O sentido do gosto, mal regrado, traz, por sua vez, grandes obstáculos à piedade. Eva, cujo coração foi ferido pelo orgulho, perpetrou sua obediência, depois de ceder à sedução do gosto. “A mulher viu que a fruta da árvore se podia comer… tomou e comeu.” [15] Muitas vezes, os filhos de Eva são também vítimas do mesmo vício. “Foi um pecado de gula, ensina-nos Luiz de Granada, que introduziu a morte neste mundo e lhe entregou o domínio sobre o gênero humano inteiro. Daí vem que este é o primeiro combate que tendes de sustentar e do qual importa sobremaneira sairdes vitoriosos; porque, quanto mais fracos vos mostrardes tanto mais terríveis serão vossos inimigos. Se, pois, quiserdes subjugá-los, começai pela gula; jugulado este, os outros terão perdido muita força… Eis o que nos explica porque o demônio tentou primeiro por gula o divino Salvador: procurava, antes de tudo, apoderar-se da porta pela qual os outros vícios todos podem entrar.” [16] São Vicente Ferre diz igualmente: “Deveis primeiro combater em vós a gula; porque, se não alcançardes vitória sobre ela, trabalhareis debalde na aquisição das outras virtudes.” [17] Escrevendo sob a inspiração do Espírito Santo, não indica São Pedro a sobriedade como o meio necessário para não cair nas garras de satanás? “Sêde sóbrios e velai, porque vosso inimigo, o demônio, ronda em redor de vós, como um leão rugindo, à procura de sua presa.” [18]
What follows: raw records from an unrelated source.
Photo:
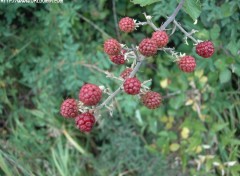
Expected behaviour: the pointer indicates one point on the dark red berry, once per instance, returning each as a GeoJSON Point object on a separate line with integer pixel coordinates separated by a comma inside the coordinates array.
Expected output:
{"type": "Point", "coordinates": [69, 108]}
{"type": "Point", "coordinates": [85, 121]}
{"type": "Point", "coordinates": [90, 94]}
{"type": "Point", "coordinates": [148, 47]}
{"type": "Point", "coordinates": [161, 38]}
{"type": "Point", "coordinates": [132, 86]}
{"type": "Point", "coordinates": [118, 59]}
{"type": "Point", "coordinates": [112, 47]}
{"type": "Point", "coordinates": [126, 73]}
{"type": "Point", "coordinates": [187, 63]}
{"type": "Point", "coordinates": [126, 24]}
{"type": "Point", "coordinates": [205, 49]}
{"type": "Point", "coordinates": [151, 100]}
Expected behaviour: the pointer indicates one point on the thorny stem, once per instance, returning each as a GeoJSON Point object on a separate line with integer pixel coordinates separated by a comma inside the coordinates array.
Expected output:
{"type": "Point", "coordinates": [115, 19]}
{"type": "Point", "coordinates": [172, 17]}
{"type": "Point", "coordinates": [149, 21]}
{"type": "Point", "coordinates": [140, 58]}
{"type": "Point", "coordinates": [136, 68]}
{"type": "Point", "coordinates": [185, 32]}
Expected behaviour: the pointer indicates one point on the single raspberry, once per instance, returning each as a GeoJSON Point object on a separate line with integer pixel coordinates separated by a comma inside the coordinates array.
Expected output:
{"type": "Point", "coordinates": [126, 24]}
{"type": "Point", "coordinates": [205, 49]}
{"type": "Point", "coordinates": [151, 100]}
{"type": "Point", "coordinates": [132, 86]}
{"type": "Point", "coordinates": [85, 121]}
{"type": "Point", "coordinates": [125, 74]}
{"type": "Point", "coordinates": [69, 108]}
{"type": "Point", "coordinates": [148, 47]}
{"type": "Point", "coordinates": [90, 94]}
{"type": "Point", "coordinates": [161, 38]}
{"type": "Point", "coordinates": [187, 63]}
{"type": "Point", "coordinates": [118, 59]}
{"type": "Point", "coordinates": [112, 47]}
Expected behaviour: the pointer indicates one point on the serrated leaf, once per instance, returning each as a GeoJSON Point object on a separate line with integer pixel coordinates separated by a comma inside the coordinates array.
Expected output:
{"type": "Point", "coordinates": [192, 8]}
{"type": "Point", "coordinates": [225, 76]}
{"type": "Point", "coordinates": [144, 2]}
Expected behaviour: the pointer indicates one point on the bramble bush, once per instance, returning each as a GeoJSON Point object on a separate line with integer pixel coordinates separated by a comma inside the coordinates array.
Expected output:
{"type": "Point", "coordinates": [49, 51]}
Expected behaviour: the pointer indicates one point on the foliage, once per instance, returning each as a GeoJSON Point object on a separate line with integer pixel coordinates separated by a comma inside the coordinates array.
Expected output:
{"type": "Point", "coordinates": [48, 51]}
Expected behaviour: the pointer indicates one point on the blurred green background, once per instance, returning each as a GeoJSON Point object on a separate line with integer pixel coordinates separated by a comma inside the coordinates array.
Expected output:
{"type": "Point", "coordinates": [48, 51]}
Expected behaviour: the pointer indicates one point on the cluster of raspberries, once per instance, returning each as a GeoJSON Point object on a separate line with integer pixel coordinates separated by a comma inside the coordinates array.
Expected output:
{"type": "Point", "coordinates": [149, 47]}
{"type": "Point", "coordinates": [89, 95]}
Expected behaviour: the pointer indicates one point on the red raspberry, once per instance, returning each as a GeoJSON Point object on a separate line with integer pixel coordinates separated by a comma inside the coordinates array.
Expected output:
{"type": "Point", "coordinates": [148, 47]}
{"type": "Point", "coordinates": [205, 49]}
{"type": "Point", "coordinates": [126, 24]}
{"type": "Point", "coordinates": [118, 59]}
{"type": "Point", "coordinates": [125, 74]}
{"type": "Point", "coordinates": [112, 47]}
{"type": "Point", "coordinates": [161, 38]}
{"type": "Point", "coordinates": [132, 86]}
{"type": "Point", "coordinates": [187, 63]}
{"type": "Point", "coordinates": [152, 100]}
{"type": "Point", "coordinates": [90, 94]}
{"type": "Point", "coordinates": [85, 121]}
{"type": "Point", "coordinates": [69, 108]}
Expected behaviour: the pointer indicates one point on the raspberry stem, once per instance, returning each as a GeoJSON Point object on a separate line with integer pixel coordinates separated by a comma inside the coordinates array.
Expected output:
{"type": "Point", "coordinates": [172, 17]}
{"type": "Point", "coordinates": [184, 31]}
{"type": "Point", "coordinates": [149, 21]}
{"type": "Point", "coordinates": [140, 60]}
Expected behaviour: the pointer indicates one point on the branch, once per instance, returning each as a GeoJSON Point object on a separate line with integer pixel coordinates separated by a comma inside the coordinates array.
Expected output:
{"type": "Point", "coordinates": [136, 68]}
{"type": "Point", "coordinates": [115, 19]}
{"type": "Point", "coordinates": [172, 17]}
{"type": "Point", "coordinates": [185, 32]}
{"type": "Point", "coordinates": [149, 21]}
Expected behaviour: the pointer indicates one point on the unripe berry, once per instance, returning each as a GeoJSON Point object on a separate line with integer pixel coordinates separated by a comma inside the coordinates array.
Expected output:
{"type": "Point", "coordinates": [69, 108]}
{"type": "Point", "coordinates": [205, 49]}
{"type": "Point", "coordinates": [161, 38]}
{"type": "Point", "coordinates": [132, 86]}
{"type": "Point", "coordinates": [90, 94]}
{"type": "Point", "coordinates": [151, 100]}
{"type": "Point", "coordinates": [118, 59]}
{"type": "Point", "coordinates": [187, 64]}
{"type": "Point", "coordinates": [148, 47]}
{"type": "Point", "coordinates": [126, 24]}
{"type": "Point", "coordinates": [112, 47]}
{"type": "Point", "coordinates": [85, 121]}
{"type": "Point", "coordinates": [126, 73]}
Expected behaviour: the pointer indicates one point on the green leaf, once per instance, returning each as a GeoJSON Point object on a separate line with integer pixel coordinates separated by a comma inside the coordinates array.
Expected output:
{"type": "Point", "coordinates": [192, 8]}
{"type": "Point", "coordinates": [219, 126]}
{"type": "Point", "coordinates": [225, 76]}
{"type": "Point", "coordinates": [144, 2]}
O perigo, no uso do gosto, provém da necessidade de satisfazê-lo numa certa medida e é difícil manter-se dentro dos justos limites. “A gula, assevera Santo Agostinho, não sabe onde acaba a precisão.” [19] Os santos lastimaram esta escravidão e os perigos que acarreta. Santo Agostinho, mas suas Confissões, diz: “Senhor, vós me ensinastes a não tomar os alimentos senão como remédios. Mas, quando quero satisfazer a fome, então a concupiscência me arma ciladas, porque, nesta satisfação, há prazer e não se pode deixar de o experimentar. Com efeito, o comer e o beber sendo necessários para a vida, uma certa voluptuosidade – voluptuosidade perigosa – se fez sua companheira inseparável; muitas vezes procura tomar a dianteira para me obrigar a fazer por ela o que declaro fazer pela minha conservação. Ora, a medida de uma não é a da outra; o que basta para a saúde, parece pouca coisa para o deleite. Não se distingue frequentemente quem reclama, se a necessidade do corpo, se o atrativo enganador da voluptuosidade. E a alma é bastante miserável para se comprazer nesta incerteza e nesta procura uma desculpa, contente de não perceber os limites do que bastaria para a saúde, afim de que o pretexto da necessidade lhe proporcione o ensejo de satisfazer a sua voluptuosidade. Todos os dias estou a braços com esta espécie de tentações… Quanto aos excessos do vinho, estou bem longe deles, mas a gula me surpreende às vezes. [20]”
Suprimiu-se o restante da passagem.